Log pipelines offer a range of processors designed to improve signal to noise ratio in your logs, help you derive more value from logs both business and IT. Decreasing daily log volume subsequently leads to lower costs. Below are several strategies for using log pipelines effectively for cost-saving purposes.

Note: Be sure to check out Plan Recommendations to ensure you’re using the most cost-effective plan for your logs in Sematext.
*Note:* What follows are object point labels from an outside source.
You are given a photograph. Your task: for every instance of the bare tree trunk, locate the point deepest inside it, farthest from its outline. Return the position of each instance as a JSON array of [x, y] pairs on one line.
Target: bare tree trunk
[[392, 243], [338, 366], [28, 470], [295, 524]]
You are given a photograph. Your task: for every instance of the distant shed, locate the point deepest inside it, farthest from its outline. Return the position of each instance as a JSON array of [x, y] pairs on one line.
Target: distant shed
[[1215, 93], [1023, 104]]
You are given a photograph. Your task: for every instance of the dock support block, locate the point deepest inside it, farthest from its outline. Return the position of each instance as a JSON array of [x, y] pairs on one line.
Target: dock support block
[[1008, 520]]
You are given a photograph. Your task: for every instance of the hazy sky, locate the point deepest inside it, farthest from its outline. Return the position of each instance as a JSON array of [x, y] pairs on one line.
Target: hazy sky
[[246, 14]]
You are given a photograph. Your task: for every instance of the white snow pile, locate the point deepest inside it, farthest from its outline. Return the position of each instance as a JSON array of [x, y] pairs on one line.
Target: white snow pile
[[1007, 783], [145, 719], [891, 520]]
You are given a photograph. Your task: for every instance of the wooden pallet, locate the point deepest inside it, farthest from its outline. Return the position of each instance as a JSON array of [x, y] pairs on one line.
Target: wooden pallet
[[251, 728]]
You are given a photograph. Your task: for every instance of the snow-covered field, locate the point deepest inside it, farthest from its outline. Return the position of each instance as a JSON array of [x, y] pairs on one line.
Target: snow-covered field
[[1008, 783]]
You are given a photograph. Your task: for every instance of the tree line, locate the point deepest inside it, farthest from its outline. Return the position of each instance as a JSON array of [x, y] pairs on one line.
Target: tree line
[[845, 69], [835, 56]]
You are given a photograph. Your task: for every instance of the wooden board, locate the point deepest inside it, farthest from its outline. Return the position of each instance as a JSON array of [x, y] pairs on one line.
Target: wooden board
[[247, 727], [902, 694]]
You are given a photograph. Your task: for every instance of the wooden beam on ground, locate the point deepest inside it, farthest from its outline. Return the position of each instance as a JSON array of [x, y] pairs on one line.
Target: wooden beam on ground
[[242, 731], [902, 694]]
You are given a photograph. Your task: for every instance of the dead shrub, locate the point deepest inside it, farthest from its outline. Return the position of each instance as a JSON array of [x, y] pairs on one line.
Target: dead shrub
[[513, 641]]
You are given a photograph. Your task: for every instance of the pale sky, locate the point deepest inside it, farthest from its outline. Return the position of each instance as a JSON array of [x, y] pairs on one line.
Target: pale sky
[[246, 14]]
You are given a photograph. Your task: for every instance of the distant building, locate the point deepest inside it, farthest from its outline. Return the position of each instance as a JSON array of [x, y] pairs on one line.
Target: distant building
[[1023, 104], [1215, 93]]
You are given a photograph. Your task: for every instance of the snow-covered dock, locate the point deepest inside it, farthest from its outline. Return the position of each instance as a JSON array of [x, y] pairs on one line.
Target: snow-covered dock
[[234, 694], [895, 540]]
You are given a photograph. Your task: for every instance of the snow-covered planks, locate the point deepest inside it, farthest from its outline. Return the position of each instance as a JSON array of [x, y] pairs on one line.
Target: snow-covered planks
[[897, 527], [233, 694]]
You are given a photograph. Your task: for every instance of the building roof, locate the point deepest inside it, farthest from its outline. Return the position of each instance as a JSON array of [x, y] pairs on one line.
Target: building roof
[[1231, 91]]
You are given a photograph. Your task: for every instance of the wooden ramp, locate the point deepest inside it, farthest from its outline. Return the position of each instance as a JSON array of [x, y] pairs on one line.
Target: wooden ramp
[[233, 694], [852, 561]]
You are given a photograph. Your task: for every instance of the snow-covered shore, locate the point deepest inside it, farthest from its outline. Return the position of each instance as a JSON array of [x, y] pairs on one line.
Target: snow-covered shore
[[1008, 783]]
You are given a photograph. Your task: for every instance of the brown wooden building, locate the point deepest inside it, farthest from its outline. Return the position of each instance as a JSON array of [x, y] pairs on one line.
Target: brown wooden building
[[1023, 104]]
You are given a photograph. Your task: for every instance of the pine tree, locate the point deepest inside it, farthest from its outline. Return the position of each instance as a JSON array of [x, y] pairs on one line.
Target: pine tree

Let's consider a scenario where we have a Logs App that is receiving query response logs from a database, resulting in a lengthy message field.

Lenghty Message Field Log

Let's zoom in on that chunky message field:

Sent bulk of size 159; permanently failed (stored as failed docs): 2; to retry: 0. Stats: (**mapper_parsing_exception**=2), Stats per index: (xxxxxx-xx-xx-abe5-xxxxxxx-12-08_1=2), Failures: xxxxxxxxxxx-3910-4735-abe5-xxxxxx-12-08_1:{"index":"xxxxxxxxxxxxxxxxx-3910-4735-abe5-xxxxxxxxxxxx-12-08_1","type":"_doc","id":"xxxxxxxxxxxxxxxxx","cause":{"type":"exception","reason":"Elasticsearch exception [type=mapper_parsing_exception, reason=failed to parse field [label.com.docker.compose.project] of type [text] in document with id 'VmPTYowBtgr_p_JHqWkG'. Preview of field's value: '{working_dir=/home/psuser/spacewatch_services, environment_file=/home/psuser/spacewatch_services/.env}']","caused_by":{"type":"exception","reason":"Elasticsearch exception [type=illegal_state_exception, reason=Can't get text on a START_OBJECT at 1:424]"}},"status":400}, xxxxxxxxxxx-3910-4735-abe5-xxxxxxxxxx-12-08_1:{"index":"xxxxxxxxxx-3910-4735-abe5-xxxxxxxxxxx-12-08_1","type":"_doc","id":"xxxxxxxxxxx","cause":{"type":"exception","reason":"Elasticsearch exception [type=mapper_parsing_exception, reason=failed to parse field [label.com.docker.compose.project] of type [text] in document with id 'xxxxxxxxxxxxxxxxxx'. Preview of field's value: '{working_dir=/home/psuser/spacewatch_services, environment_file=/home/psuser/spacewatch_services/.env}']","caused_by":{"type":"exception","reason":"Elasticsearch exception [type=illegal_state_exception, reason=Can't get text on a START_OBJECT at 1:424]"}},**"status":400**}

Because your log monitoring cost depends on the volume of stored logs (side note: it does not depend on the volume of logs you shipped to Sematext because any data you eliminate during the ingestion is virtually free - see Log Ingestion and Storage Costs with Pipelines) anything you can remove from chunky log events like this will reduce your costs.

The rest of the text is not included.